The YC-14 prototype's first flight occurred on August 9, 1976. YC-14 and YC-15 airplane capabilities were evaluated in a flight test program at Edwards Air Force Base in early November 1976. By the end of April 1977, the very successful YC-14 Program had exceeded all its projected goals in terms of flight hours, test conditions accomplished, and data accumulated. The performance goals were met in terms of maneuvering, field length, and touchdown dispersion. Following the flight test program, Boeing demonstrated the YC-14 to U.S. forces in Europe, including an appearance at the Paris Air Show in June. The airplane impressed the crowds at the air show, performing maneuvers formally considered impossible for a medium-sized transport.

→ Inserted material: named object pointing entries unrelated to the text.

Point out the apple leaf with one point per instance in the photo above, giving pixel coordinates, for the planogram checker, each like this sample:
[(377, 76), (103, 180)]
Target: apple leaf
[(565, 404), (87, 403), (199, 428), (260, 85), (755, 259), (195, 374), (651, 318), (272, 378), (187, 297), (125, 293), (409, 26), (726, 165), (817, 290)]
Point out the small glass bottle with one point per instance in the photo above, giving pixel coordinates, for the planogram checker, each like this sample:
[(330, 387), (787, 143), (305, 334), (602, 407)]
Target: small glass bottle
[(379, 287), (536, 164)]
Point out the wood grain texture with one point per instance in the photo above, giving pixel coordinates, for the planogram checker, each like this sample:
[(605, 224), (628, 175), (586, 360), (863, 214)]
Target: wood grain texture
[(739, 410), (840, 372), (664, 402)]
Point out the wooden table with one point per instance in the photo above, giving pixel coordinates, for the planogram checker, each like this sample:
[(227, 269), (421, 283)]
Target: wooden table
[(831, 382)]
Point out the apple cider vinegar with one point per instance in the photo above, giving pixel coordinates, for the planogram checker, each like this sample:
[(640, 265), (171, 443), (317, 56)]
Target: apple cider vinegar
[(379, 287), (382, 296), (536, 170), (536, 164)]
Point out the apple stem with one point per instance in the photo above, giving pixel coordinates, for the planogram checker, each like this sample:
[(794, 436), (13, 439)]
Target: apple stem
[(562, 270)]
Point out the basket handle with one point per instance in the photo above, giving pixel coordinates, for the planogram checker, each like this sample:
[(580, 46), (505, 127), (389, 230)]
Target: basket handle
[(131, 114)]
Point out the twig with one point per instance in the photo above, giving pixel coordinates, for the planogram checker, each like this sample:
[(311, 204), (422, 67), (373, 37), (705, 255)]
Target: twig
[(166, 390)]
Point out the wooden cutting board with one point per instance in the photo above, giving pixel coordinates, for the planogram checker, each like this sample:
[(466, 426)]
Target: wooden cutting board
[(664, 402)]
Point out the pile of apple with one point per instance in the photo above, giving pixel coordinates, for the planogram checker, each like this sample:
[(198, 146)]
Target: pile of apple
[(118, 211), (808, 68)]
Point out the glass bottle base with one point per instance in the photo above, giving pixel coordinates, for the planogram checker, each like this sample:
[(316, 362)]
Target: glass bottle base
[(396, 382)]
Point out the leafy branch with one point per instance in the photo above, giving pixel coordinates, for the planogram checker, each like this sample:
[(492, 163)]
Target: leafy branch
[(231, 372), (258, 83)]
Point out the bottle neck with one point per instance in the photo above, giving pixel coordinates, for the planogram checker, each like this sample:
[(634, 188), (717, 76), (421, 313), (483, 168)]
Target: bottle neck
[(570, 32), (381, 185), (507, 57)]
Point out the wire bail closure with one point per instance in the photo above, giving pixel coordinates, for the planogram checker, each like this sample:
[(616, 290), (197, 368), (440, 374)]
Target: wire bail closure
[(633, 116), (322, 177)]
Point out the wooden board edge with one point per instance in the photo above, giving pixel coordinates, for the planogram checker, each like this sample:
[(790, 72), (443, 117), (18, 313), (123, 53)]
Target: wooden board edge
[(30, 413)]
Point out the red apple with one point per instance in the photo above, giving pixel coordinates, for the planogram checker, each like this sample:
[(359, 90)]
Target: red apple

After the European tour, the YC-14 arrived for a demonstration at Langley Air Force Base on June 18, 1977, where its outstanding STOL capability and crisp maneuvers stunned not only the Air Force observers but many of the NASA-Langley researchers who had participated in USB studies that helped contribute to the design and success of this remarkable airplane.

The YC-14 flight test program ended on August 8, 1977, exactly 1 year after it began. Unfortunately, the anticipated mission of the AMST did not meet with Air Force funding priorities at the end of the flight evaluations (the B-1B bomber was by then the top Air Force priority), and the AMST Program ended. In 1981, the Air Force became interested in another transport, one having less STOL capability but more strategic airlift capability than the AMST YC-14 and YC-15 airplanes. That airplane was ultimately developed to become today's C-17 transport. The two YC-14 prototype aircraft were placed in storage at the Davis Monthan Air Force Base, and one was later moved to the Pima Air Museum in Tucson, Arizona, where it is displayed next to one of the YC-15 aircraft.